Although not specific to RA detection, the erythrocyte sedimentation rate (ESR) test and the C-reactive protein tests, both of which indicate the presence of inflammation, can be helpful in diagnosing RA in that elevated levels in these two tests are typical results in RA patients, but not in patients with osteoarthritis. These tests can also be useful in monitoring the condition’s level of activity as the disease progresses and when patients experience RA flareups.
The ESR test evaluated the rate at which erythrocytes, or red blood cells, settle into the bottom of the test tube apart from the plasma portion of the blood. When there is an increased level of acute phase reactant proteins, such as C-reactive protein, the erythrocytes drop to the bottom of the tube at a faster rate. A higher than normal level of C-reactive protein, and thus a higher sedimentation rate, occur in the presence of inflammation.
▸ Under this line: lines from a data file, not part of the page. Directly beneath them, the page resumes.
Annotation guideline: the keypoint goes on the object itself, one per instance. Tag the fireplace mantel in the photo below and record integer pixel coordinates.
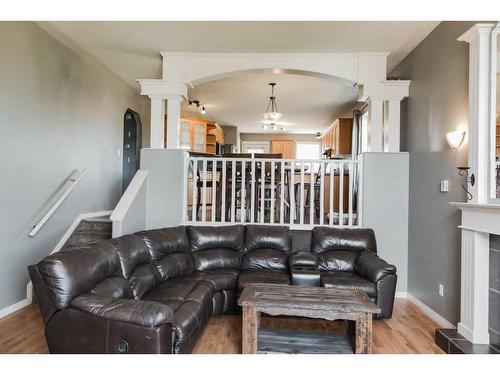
(478, 222)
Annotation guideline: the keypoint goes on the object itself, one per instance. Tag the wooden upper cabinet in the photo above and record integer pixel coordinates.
(199, 135)
(338, 138)
(284, 147)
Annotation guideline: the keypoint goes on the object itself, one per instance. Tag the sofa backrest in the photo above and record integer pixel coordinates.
(216, 247)
(170, 249)
(95, 268)
(137, 263)
(267, 247)
(338, 248)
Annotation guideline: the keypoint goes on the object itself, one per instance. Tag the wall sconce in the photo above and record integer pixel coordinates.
(455, 138)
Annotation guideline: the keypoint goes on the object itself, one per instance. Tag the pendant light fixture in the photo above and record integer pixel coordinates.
(272, 113)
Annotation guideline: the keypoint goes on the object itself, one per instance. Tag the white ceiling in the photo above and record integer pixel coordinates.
(132, 51)
(308, 104)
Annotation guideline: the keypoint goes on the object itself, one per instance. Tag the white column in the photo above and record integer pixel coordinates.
(480, 124)
(375, 125)
(474, 302)
(173, 121)
(393, 126)
(157, 130)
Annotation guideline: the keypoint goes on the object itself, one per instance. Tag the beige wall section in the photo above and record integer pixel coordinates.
(262, 137)
(438, 70)
(58, 112)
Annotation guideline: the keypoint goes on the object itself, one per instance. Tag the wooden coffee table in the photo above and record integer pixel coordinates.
(311, 302)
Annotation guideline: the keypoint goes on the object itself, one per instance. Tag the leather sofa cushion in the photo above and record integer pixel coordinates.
(216, 259)
(166, 241)
(328, 239)
(175, 265)
(191, 300)
(70, 273)
(303, 259)
(221, 279)
(267, 236)
(262, 276)
(113, 287)
(339, 260)
(144, 313)
(133, 252)
(205, 237)
(348, 280)
(265, 259)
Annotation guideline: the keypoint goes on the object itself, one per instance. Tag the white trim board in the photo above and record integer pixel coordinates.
(13, 308)
(443, 323)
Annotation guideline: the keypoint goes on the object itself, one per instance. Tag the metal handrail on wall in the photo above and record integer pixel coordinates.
(70, 184)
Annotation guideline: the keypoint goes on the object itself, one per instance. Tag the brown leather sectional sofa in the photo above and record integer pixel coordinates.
(154, 291)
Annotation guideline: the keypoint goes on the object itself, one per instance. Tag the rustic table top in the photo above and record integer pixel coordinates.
(306, 301)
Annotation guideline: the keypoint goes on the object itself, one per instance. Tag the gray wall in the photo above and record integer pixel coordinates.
(438, 69)
(494, 292)
(58, 112)
(385, 207)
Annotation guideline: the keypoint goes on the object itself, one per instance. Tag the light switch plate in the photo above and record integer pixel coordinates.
(444, 186)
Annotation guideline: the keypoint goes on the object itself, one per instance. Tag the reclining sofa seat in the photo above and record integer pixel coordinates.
(154, 291)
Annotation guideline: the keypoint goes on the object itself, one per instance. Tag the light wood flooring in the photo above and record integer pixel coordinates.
(409, 331)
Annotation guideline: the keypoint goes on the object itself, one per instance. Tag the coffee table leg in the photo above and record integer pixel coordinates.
(250, 328)
(364, 333)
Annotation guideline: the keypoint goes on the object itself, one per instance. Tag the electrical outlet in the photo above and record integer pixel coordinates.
(441, 290)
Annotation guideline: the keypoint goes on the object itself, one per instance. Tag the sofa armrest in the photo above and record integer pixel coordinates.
(143, 313)
(372, 267)
(302, 259)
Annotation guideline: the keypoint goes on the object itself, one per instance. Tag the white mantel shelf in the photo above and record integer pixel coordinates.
(479, 220)
(479, 217)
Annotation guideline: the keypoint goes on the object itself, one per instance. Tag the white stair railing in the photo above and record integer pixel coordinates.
(299, 193)
(66, 189)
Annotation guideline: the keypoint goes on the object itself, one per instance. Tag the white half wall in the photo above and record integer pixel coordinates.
(129, 215)
(165, 184)
(385, 187)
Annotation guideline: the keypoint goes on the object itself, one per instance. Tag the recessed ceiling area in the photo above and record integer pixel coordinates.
(308, 104)
(132, 49)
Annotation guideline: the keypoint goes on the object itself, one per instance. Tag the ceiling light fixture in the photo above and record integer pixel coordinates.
(272, 113)
(198, 106)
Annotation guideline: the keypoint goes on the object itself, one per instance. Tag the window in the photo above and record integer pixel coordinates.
(307, 150)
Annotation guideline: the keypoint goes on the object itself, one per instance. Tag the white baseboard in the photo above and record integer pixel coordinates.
(443, 323)
(13, 308)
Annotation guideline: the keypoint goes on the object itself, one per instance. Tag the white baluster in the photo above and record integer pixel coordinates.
(223, 193)
(214, 189)
(302, 203)
(322, 193)
(311, 193)
(332, 183)
(243, 192)
(262, 190)
(350, 193)
(292, 192)
(194, 217)
(252, 208)
(233, 192)
(204, 193)
(341, 194)
(282, 194)
(271, 214)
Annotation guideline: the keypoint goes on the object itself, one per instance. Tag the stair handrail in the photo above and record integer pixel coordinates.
(73, 180)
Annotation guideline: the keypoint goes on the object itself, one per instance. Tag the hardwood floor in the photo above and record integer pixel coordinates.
(409, 331)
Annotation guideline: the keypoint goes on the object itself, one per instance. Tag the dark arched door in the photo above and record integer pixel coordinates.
(131, 146)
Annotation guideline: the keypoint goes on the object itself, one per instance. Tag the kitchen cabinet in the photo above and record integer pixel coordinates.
(285, 147)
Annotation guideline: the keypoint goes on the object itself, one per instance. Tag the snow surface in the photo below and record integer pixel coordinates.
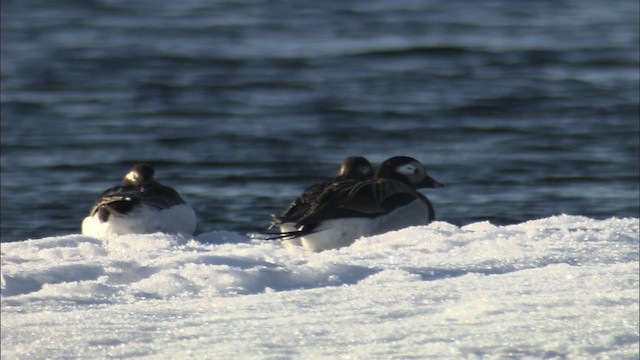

The normal reference ranges for these two tests are:
ESR
Men less than 50 years of age: 0 to 15 mm/hr. to 0 to 20 mm/hr.
Women less than 50 years of age: 0 to 20 mm/hr. to 0 to 30 mm/hr.
Normal results tend to be higher in patients who are 50 years of age and older.
C-reactive protein
Less than 1.0
The ESR and C-reactive protein tests alone cannot be used to attain a definitive diagnosis of RA, however, since other factors, such as advanced age, the presence of infection or obesity, can cause elevated results in both tests.
If the above tests yield results that do not facilitate a confident diagnosis of RA, then diagnostic imaging tests, such as radiographs and magnetic resonance imaging, will come into play to visualize the condition of the affected joints, allowing physicians to rule out other causes of discomfort, make the diagnosis and assess the severity of the disease. These imaging tests, along with the ESR and C-reactive protein tests, may also be utilized to monitor the disease progression. The RF and anti-CCP tests are not particularly helpful in monitoring disease progression in that a patient who had elevated levels at the time of diagnosis will continue to have elevated levels, even during periods of disease remission. Complete blood counts and metabolic profiles should be ordered periodically to monitor for potential RA complications as well as any side effects that can result from drug therapies used to treat the condition.
What Are Complications of RA?
As RA progresses, complications can come about. Some potential complications of RA include:
- Rheumatoid nodules, which are firm subcutaneous lumps that typically form in close proximity to joints
- Sjogren’s syndrome, an immune disorder that is characterized by dry mouth and dry eyes
- Anemia
- Carpal tunnel syndrome
- Cardiovascular problems, including pericardial inflammation, arterial hardening and obstruction
- Lung disease and respiratory compromises, such as COPD
- Lymphoma
- Increased infections
Frequent evaluations and longterm monitoring of patients with RA are imperative. Periodic laboratory and imaging tests are essential to track the disease’s progression as well as to identify complications and to treat accordingly.
What is the Treatment and Prognosis for RA Patients?
There is no cure for RA. Treatment goals are to reduce pain and inflammation and to retard the progression of the disease. Early treatment with disease-modifying antirheumatic drugs can slow the progression of a patient’s RA and increase the chances for remission. Other treatment options include:
- Non-steroidal anti-inflammatory drugs
- Corticosteroid drugs
- Physical therapy
- Exercise that improves joint stability and range of motion
- Mind-body exercise, such as tai chi
When other methods of treatment are ineffective, surgical intervention to repair or to remove and replace damaged joints may be considered.
Patients who are referred to a board-certified rheumatologist to begin treatment at the earliest possible stage of the disease, before extensive joint damage has been sustained, have the best chance at living a full and active life.